The Shock of the Now Issue 11
Featured Exhibition Text
'Flex Point' Solo Exhibition
29th September 2021
Donna Haraway’s 1985 treatise on feminist and post-humanist theory ‘A Cyborg Manifesto’ proffers the potential power that can arise from a radical resistance of the traditional limitations of gender, and promotes an embrace of artificiality in order to blur the conventional boundaries between human, animal and machine. Rose Nestler’s solo exhibition ‘Flex Point’ at Public Gallery - the artist’s first outside of the US - is in part influenced by Haraway’s seminal essay, and aims to address the rampant appetite for self-improvement fostered by the unrealistic beauty standards of a problematic patriarchal society, as well as a penchant for self-promotion cultivated by contemporary consumer culture. By appropriating athleisurewear, borrowing from barre fitness classes and conflating cosmetic surgery with mythological metamorphoses, Nestler presents her own dystopian interpretation of the cyborg analogy, an alternative exposition of our modern obsession with appearance, perception and social status.
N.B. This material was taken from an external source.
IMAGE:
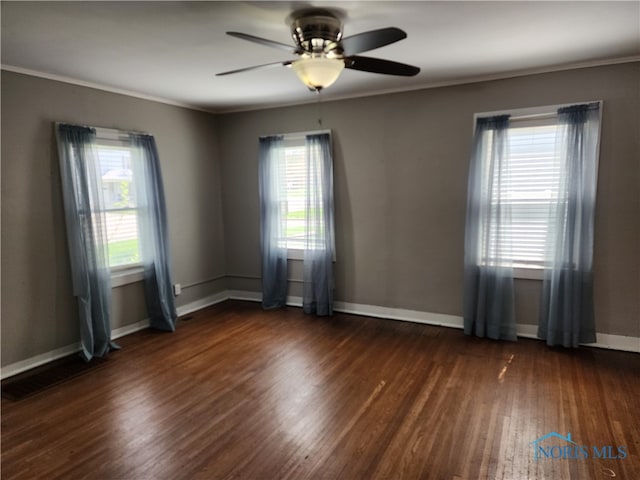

Upon entering the gallery you encounter a pink leather bag with sprouted, splayed legs - their toes pointed heavenwards - bound to a ballet barre itself with menacing pointy prongs, immediately evocative of the performative, occasionally painful, pointe and flex footwork of a ballerina (from which the exhibition takes its title). Closeby, a cluster of cushions upholstered in wrinkled, glossy blue fabric take the form of a collagen face mask, accompanied by an extending tongue adorned with striking spiked ‘snake piercing’. Elsewhere, the popular pursuit of ‘chiselled abs’ is satirised as an open shirt exposes an octet of lupine teats, hand-carved from rubescent alabaster.
The gallery’s first floor is given over to the exhibition’s titular video work and accompanying immersive installation, the space converted into a fitness studio complete with inflated exercise balls that litter the floor as resistance bands hang from further barre’s along one mirrored wall. The soothing operatic stylings of Vittorio Giannini and panning shots of the Manhattan skyline give way to a hyperbolised barre class - the latest fitness fad that incorporates elements of ballet, yoga and pilates - overseen by a dominant instructor who barks orders at her subservient congregation, their tracksuit bottoms emblazoned with mantras of ‘BURN’, ‘LIFT’ and ‘TONE’.
Finally, Greek mythologies and Celtic folk tales converge in the gallery’s basement space. A shape-shifting selkie, a seal-human hybrid of Celtic lore, takes the form of a velvet sports bag embellished with conical, tasselled breasts and gym rope accoutrements, while a kelpie, capable of horse-human therianthropy, appears as a model steed with a pair of plaited ponytails.